In the end, I quit my job to pursue research. After all, how can one write theory about empowerment when enmeshed within oppressive structures.

It was not difficult at all to quit my job and then travel through the US and Canada with very little money. I have found that people are very welcoming when they encounter people who sidestep symbols of value like money, and exchange in things of actual value. It is very valuable to a person when they struggle with academic writing, to have someone stay with them who is able to ghostwrite and edit their research. It is very valuable to a person when they have someone stay with them who is able to help them recover from serious illness with relaxed conversation and good energy. People value those who are able to give time and aroha to their children. People value those who will listen to them when they feel unheard. Most of all, when people have more money and possessions than what most would consider normal, value can be found in honesty and the ability to peel back and describe the many layers of illusion that money and objects create; the simple truth of unconditional aroha through friendship can often be a highly sought after prize.

And so after a few weeks of dealing with an ancient addiction, I have come to know again the kehua of no money. It is hard to ignore material poverty when everyone around me struggles to buy kai, or food for their families, fix their homes, or dodge letters from collection agencies. I have most definitely been feeling poor again, even though to look at me, most people who do not know me would think me abundant with material wealth.

To exorcise this kehua; this age old foe of ‘not having enough’, I am going to drive out to Lake Tarawera to spend time with my ancestors. Whilst there I will internalise the many things of value of project into the lives of those around me, and the intrinsic value of knowing myself to be a good person.

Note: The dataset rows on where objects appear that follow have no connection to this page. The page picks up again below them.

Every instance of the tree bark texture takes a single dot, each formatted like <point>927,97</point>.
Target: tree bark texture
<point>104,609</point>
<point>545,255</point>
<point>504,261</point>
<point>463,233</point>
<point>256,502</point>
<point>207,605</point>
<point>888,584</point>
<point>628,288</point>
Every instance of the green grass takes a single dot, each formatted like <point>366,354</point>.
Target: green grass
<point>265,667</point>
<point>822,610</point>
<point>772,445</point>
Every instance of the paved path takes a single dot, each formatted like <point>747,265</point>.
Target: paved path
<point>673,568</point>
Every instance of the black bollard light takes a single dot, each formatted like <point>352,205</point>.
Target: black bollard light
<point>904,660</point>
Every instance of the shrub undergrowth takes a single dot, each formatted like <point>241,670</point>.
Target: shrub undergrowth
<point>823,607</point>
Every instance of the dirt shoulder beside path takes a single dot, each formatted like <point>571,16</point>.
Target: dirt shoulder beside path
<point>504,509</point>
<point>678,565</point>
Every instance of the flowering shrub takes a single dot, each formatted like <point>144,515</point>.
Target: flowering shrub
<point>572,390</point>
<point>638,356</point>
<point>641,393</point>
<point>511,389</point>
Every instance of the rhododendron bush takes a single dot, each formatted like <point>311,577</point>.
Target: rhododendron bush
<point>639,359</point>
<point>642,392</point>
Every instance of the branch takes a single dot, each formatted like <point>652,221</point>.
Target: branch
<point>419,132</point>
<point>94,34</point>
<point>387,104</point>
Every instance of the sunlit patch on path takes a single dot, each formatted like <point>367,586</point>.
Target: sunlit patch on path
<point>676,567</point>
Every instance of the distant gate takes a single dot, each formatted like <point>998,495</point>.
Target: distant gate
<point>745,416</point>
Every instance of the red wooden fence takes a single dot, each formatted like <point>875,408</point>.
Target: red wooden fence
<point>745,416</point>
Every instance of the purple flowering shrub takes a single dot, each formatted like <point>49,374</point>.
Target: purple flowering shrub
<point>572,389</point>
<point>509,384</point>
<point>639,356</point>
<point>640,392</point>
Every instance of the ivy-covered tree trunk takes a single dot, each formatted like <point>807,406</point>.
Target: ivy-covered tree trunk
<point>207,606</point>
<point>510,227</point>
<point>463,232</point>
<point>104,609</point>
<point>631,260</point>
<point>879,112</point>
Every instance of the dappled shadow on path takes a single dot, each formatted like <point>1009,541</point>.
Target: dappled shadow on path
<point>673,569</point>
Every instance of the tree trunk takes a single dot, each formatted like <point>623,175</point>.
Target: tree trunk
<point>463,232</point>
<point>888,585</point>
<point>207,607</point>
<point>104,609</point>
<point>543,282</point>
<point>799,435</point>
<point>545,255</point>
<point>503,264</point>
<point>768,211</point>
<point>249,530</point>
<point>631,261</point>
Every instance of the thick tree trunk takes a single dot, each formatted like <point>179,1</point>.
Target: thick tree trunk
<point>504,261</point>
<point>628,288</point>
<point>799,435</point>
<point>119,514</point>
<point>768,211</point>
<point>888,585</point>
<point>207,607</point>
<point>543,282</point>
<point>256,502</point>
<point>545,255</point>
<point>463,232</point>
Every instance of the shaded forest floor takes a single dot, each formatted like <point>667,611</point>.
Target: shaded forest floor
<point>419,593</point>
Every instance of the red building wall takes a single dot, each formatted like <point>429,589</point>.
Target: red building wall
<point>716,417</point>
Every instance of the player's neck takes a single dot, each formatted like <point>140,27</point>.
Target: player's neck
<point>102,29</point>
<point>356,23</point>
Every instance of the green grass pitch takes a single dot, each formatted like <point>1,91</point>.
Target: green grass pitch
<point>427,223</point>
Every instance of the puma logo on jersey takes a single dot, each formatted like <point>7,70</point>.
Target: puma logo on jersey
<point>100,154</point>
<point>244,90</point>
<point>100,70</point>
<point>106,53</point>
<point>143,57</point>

In the history of my tribe, Tarawera was a series of four volcanic peaks which erupted in a cataclysmic fury in 1886, killing a huge number of my ancestors. The few who survived, including my great-great-grandmother Rimupae, great-great-grandfather Tene Waitere, and my great grandmother Tuhipo, did so in a meeting house named Hinemihi. Hinemihi now lives in Clandon Park in the UK. The tohunga, or spiritual worker of the time named Tuhoto Ariki, also a relative who survived, had warned of a terrible catastrophe before the eruption. He kept telling my ancestors at the onset of colonisation in New Zealand, that in our pursuit of money and wealth that the new tourism market of the time had begun to generate, things of real value were being lost. The fiction of money has indeed left a terrible scar upon my tribal landscape, and within my mind.
Time for me to finally fill that void of kehua, and beautify that scar.